Alors, il s’invectivait, il se jurait d’arracher cet impossible amour de son cœur, de ne plus penser à elle, et, quand il s’était fait ce serment, il sautait sur Fend-l’Air et d’un temps de galop courait à Meudon, dans l’espoir de la revoir, ou bien rue Dauphine, ou bien rue des Barrés, où Cogolin lui avait montré la maison devant laquelle s’était arrêté le carrosse. À Meudon, un matin, il s’enhardit à pénétrer dans le mystérieux château enchanté : il était désert. La jolie fée elle-même avait disparu. Une nuit, il pénétra dans l’hôtel d’Angoulême, mais là aussi, c’était la solitude. Quant à la maison de la rue des Barrés, jamais il n’en vit s’entrouvrir la porte ou les fenêtres.
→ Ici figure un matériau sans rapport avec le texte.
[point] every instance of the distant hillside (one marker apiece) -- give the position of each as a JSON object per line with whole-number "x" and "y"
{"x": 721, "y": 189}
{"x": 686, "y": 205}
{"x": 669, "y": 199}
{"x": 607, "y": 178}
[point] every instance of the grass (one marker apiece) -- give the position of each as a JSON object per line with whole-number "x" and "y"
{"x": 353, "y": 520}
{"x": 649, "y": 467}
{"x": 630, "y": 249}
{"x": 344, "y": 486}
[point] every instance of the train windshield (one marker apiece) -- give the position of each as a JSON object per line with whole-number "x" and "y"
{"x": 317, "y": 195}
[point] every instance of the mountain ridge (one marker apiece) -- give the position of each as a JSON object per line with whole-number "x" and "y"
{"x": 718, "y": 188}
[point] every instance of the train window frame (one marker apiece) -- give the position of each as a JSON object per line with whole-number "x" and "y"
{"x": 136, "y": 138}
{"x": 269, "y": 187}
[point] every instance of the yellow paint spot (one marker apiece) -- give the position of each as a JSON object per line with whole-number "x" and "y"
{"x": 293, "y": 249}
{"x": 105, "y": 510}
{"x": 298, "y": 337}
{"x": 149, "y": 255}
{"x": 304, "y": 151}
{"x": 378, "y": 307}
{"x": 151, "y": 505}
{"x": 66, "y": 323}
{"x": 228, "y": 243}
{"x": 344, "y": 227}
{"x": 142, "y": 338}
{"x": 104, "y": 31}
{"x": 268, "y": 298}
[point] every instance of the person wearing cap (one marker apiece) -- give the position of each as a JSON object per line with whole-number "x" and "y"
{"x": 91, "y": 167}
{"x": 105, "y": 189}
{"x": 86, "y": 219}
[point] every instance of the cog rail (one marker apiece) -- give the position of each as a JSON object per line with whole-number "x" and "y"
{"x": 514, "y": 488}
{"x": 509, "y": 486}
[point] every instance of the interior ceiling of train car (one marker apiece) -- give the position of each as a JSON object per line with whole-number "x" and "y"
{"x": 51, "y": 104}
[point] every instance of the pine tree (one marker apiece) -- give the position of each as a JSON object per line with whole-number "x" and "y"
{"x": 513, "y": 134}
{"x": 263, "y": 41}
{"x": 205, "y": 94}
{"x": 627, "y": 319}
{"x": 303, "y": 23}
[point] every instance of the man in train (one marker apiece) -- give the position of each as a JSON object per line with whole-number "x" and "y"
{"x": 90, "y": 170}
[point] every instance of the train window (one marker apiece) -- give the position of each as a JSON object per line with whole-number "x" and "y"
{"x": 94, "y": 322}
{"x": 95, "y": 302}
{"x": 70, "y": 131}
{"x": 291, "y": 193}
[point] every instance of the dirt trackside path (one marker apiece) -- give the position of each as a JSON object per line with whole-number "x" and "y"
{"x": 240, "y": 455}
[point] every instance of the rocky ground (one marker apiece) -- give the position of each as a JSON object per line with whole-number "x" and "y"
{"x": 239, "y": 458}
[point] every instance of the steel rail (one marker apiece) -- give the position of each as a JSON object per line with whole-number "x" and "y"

Le chevalier sentait une sorte de folie l’envahir. Il traversait Paris en plein jour, sans prendre la moindre précaution ; il rêvait de se laisser arrêter ou tuer ; mais il paraît que son heure n’était pas venue ! Cette existence dura une douzaine de jours. Un soir, désespéré, abattu, il était assis sur le bord de son lit, un sourire d’amertume crispait ses lèvres qui semblaient faites seulement pour les cris héroïques, de grosses larmes gonflaient ses yeux qui étaient fait pour étinceler dans la bataille, et ses bras retombaient, désespérés, oublieux des grands gestes épiques. Il murmura :

"Autant mourir. Je ne la verrai plus. Et quand même je la reverrais ! Ce serait pour assister au triomphe de Cinq-Mars, son fiancé ? Non, autant mourir. C’est fini !"

A ce moment, une voix caverneuse et lugubre, près de lui, reprit en écho :

"C’est fini ! oui, monsieur. Nous avons vidé hier notre dernier flacon. Vous dévorâtes il y a trois jours le dernier restant de la cuisse de cochon – du dernier jambon, comme s’exprime maître Lureau. Et en ce moment, monsieur, voici notre dernière muse. Mourir ! vous l’avez dit. Nous allons mourir de faim et de soif."